IIUC, you could try something like this using only tf
operations, but I'm not sure how efficient that will be on the GPU:
import tensorflow as tf
tensor = tf.constant([[0., 1., 2., 3., 4.],
[5., 1., 7., 3., 2.],
[9., 9., 2., 3., 5.],
[2., 6., 2., 8., 4.]])
pool_cols = [tf.constant([0, 1]), tf.constant([2, 3, 4])]
def column_max_pooling(tensor, pool_cols):
results = []
tensor_shape = tf.shape(tensor)
for col in pool_cols:
col_shape = tf.shape(col)
t = tf.gather_nd(tensor, tf.transpose(tf.stack([tf.tile(tf.range(tensor_shape[0]), [col_shape[0]]), tf.repeat(col, [tensor_shape[0]])])))
t = tf.reduce_max(tf.transpose(tf.reshape(t, (col_shape[0], tensor_shape[0]))), axis=-1, keepdims=True)
results.append(t)
return tf.concat(results, axis=-1)
print(column_max_pooling(tensor, pool_cols))
tf.Tensor(
[[1. 4.]
[5. 7.]
[9. 5.]
[6. 8.]], shape=(4, 2), dtype=float32)
If you can guarantee the order of pool_cols
, you could also try using tf.math.unsorted_segment_max
:
import tensorflow as tf
tensor = tf.constant([[0., 1., 2., 3., 4.],
[5., 1., 7., 3., 2.],
[9., 9., 2., 3., 5.],
[2., 6., 2., 8., 4.]])
pool_cols = [tf.constant([0, 1]), tf.constant([2, 3, 4])]
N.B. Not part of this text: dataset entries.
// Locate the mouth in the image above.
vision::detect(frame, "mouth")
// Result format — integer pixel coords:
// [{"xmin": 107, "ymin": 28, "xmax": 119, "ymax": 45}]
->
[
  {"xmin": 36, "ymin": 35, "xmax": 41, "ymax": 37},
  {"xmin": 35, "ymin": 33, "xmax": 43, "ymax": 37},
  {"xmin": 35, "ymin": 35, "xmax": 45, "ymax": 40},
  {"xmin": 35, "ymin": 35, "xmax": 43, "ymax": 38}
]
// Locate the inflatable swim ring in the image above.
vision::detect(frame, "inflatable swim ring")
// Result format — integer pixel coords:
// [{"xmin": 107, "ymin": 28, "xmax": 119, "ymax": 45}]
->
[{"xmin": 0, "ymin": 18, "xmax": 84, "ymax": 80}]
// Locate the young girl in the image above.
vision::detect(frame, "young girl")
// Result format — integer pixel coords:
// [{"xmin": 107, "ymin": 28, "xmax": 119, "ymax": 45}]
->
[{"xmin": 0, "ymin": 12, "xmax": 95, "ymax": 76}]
result = tf.transpose(tf.math.unsorted_segment_max(tf.transpose(tensor), tf.concat([tf.repeat(idx, tf.shape(col)[0])for idx, col in enumerate(pool_cols)], axis=0), num_segments=len(pool_cols)))
print(result)
tf.Tensor(
[[1. 4.]
[5. 7.]
[9. 5.]
[6. 8.]], shape=(4, 2), dtype=float32)